The report's authors hypothesized that unintended pregnancies, which are common even in countries with very low birth rates, make it hard for people to carefully plan the large families they might otherwise have desired, but the report offered very little evidence that comprehensive access to abortion helps to resolve that hypothetical anxiety.

A more interesting conclusion was added to the report summary as a poetic flourish: "People need hope. They need hope for their own futures, and hope for the futures of the children they want to have. For that, policymakers must listen to what people need."
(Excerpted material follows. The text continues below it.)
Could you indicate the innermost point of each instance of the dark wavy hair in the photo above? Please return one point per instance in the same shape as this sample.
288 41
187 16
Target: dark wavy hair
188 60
Young people in much of the Western world have been taught to feel hopeless and alienated by their left-wing political elites, with everything from climate hysteria to heavy burdens of cultural and historical guilt. UNFPA suggested alarmism over population decline could create a doom loop by making young people nervous about having children – but those people have been taught to believe the Earth is overcrowded and exhausted, mankind is a threat to nature, and raising the carbon footprint of humanity is sinful.

"Hope for the future" is a huge and nebulous concept. Many different factors could make people feel hopeful, or hopeless. High unemployment rates have long been suggested as a reason people might not feel enough hope for the future to have kids – but some of the most fertile countries in the world suffer from perpetually high unemployment and offer dismal economic prospects to young people.